'The next fifty years of NAIDOC must strengthen what the last fifty have fought to protect'

William Tilmouth Published July 6, 2026 at 10.50am (AWST)

For fifty years, NAIDOC has celebrated the strength of our people.

It honours the generations who protected our cultures, languages and law through every attempt to erase them. It carries forward the responsibility our old people accepted long before us: to ensure the next generation knows who they are, where they belong and the culture they inherit.

That responsibility is no less important today.

Across the country, we continue to see our cultures questioned, our history diminished and our rights treated as optional. Public attacks on First Nations people have become louder and more acceptable. Governments continue making decisions about our lives without recognising the authority of the people who have cared for this Country for thousands of years.

Last week, the Australian Government rejected key United Nations recommendations to strengthen the rights of Aboriginal and Torres Strait Islander people, including raising the minimum age of criminal responsibility and implementing the United Nations Declaration on the Rights of Indigenous Peoples (UNDRIP).

This week, communities across Australia will celebrate fifty years of NAIDOC. That should give us pause. For fifty years, NAIDOC has celebrated the strength of First Nations people, cultures and leadership. Yet recognition of our cultures too often stops where recognition of our rights and our authority begin. The distance between those two things remains one of the greatest challenges facing this country.

NAIDOC shouldn't be comfortable. It was created by our people to celebrate who we are, to tell the truth about our history and to keep our cultures strong. It belongs to First Nations people. It cannot become another national event where culture is applauded while the voices of our people are ignored.

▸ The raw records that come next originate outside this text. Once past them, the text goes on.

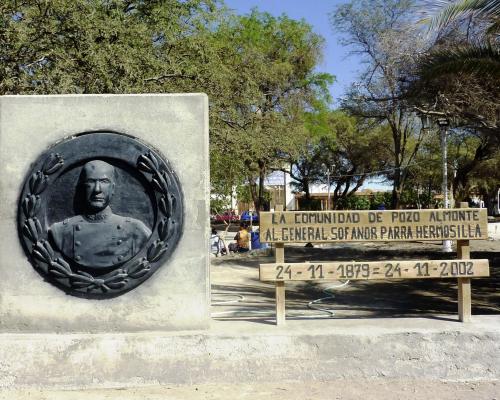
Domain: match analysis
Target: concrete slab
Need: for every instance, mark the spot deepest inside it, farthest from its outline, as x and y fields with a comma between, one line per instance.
x=256, y=351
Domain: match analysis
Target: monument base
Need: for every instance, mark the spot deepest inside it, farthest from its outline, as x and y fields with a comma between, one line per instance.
x=255, y=351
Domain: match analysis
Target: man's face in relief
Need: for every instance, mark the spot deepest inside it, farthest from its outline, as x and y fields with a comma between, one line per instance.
x=98, y=184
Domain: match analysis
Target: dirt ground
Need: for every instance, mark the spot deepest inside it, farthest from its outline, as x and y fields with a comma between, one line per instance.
x=237, y=292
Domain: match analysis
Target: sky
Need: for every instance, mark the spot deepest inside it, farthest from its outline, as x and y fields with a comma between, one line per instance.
x=336, y=58
x=316, y=13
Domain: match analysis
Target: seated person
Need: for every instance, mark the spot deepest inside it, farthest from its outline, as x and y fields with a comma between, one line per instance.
x=242, y=239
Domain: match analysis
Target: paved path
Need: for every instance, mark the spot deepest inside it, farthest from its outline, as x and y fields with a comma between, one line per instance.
x=380, y=389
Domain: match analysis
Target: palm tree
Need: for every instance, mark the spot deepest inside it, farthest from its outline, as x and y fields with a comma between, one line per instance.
x=450, y=11
x=481, y=55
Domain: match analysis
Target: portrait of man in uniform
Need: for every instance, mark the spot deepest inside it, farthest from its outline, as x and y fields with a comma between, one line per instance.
x=98, y=238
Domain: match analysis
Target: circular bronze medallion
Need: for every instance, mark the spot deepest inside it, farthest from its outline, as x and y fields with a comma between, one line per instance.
x=99, y=213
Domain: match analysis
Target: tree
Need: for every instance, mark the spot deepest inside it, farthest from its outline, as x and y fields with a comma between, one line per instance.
x=340, y=143
x=274, y=82
x=389, y=45
x=459, y=75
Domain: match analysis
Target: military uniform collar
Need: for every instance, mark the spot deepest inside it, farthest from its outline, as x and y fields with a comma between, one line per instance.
x=100, y=216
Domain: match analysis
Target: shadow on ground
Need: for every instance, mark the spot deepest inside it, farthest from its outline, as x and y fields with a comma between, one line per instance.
x=251, y=299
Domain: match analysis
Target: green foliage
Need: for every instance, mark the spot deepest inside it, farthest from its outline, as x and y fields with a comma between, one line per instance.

Despite everything our people continue to face, our cultures remain strong because our old people never stopped carrying them. Our languages are still spoken. Our law continues to guide us. Our children continue to learn from family, community and Country.

Every generation accepts the responsibility to protect what was entrusted to them and pass it on. That work continues every day at Children's Ground. Old people teach. Families lead. Children learn through language, culture and Country.

Last week, for example, 100 First Nations Elders and educators from 36 Nations gathered on Arrernte Country through Utyerre Apanpe to strengthen First Nations education. They came together to draw on knowledge and leadership that has existed for thousands of years.

Our people are not waiting for governments to recognise the value of our systems. We continue to build them because they are ours.

The next fifty years of NAIDOC must strengthen what the last fifty have fought to protect: our people, our cultures, our languages, our leadership and the right of our children to inherit them.

William Tilmouth is the Co-Chair of Children's Ground and recipient of the 2025 Human Rights Award and 2023 NAIDOC Male Elder of the Year.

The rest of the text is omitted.